Back

Documentation

Performance and Snapshots

Why These Artifacts Exist

The interactive explorer is excellent for exploration, but it is not ideal for comparing layout runs, inspecting cluster balance, or discussing algorithm tradeoffs in documentation. The generated artifacts on this page provide a reproducible static view of the current processed graph snapshot.
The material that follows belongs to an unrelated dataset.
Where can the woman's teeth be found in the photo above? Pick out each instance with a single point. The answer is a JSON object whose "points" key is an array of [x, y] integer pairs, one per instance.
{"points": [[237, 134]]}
These images are derived from pipeline output files, not from manual screenshots. That makes them suitable for comparing algorithm changes over time because they can be regenerated from the same source data.

Current Snapshot Summary

Nodes

1,299

Edges

15,849

Clusters

10

Average degree

24.40

Graph density

0.0188

Largest cluster

441

Generated from processed pipeline files on 2026-04-07T14:12:47.551Z.

Graph Projection

This projection maps the current 3D coordinates into a 2D SVG for documentation. Color still represents Louvain community membership. Faint lines are a sampled subset of the hyperlink graph, included to preserve structural context without overwhelming the image.

Cluster-colored graph projection

Degree Structure

This view projects the layout using x and z coordinates and colors nodes by degree intensity. Darker nodes have more graph connections. It is useful for spotting hubs, over-centralized regions, and layout compression around high-degree articles.

Degree-weighted graph projection

Cluster Balance

Cluster-size distribution helps evaluate whether the filtering and clustering steps are producing one dominant community or a useful set of differentiated topic regions. Large imbalance often suggests a filtering or resolution issue.

Largest clusters by article count
ClusterArticles
C5441
C8266
C7141
C6136
C299
C986
C476
C345
C05
C14

How to Use These Artifacts for Optimization

  • Compare projections before and after changing layout parameters such as UMAP neighbors, minimum distance, spring iterations, or graph filtering thresholds.
  • Watch for excessive center collapse. If too many nodes stack near the middle, the layout is losing useful separation.
  • Watch for over-fragmentation. If many clusters become tiny, the graph may be under-connected or the clustering resolution may be too aggressive.
  • Use degree and bridge overlays together to distinguish generic hubs from cross-domain connectors.
  • Keep artifact generation in the workflow when tuning Python pipeline algorithms so visual regressions are visible in pull requests and deployment reviews.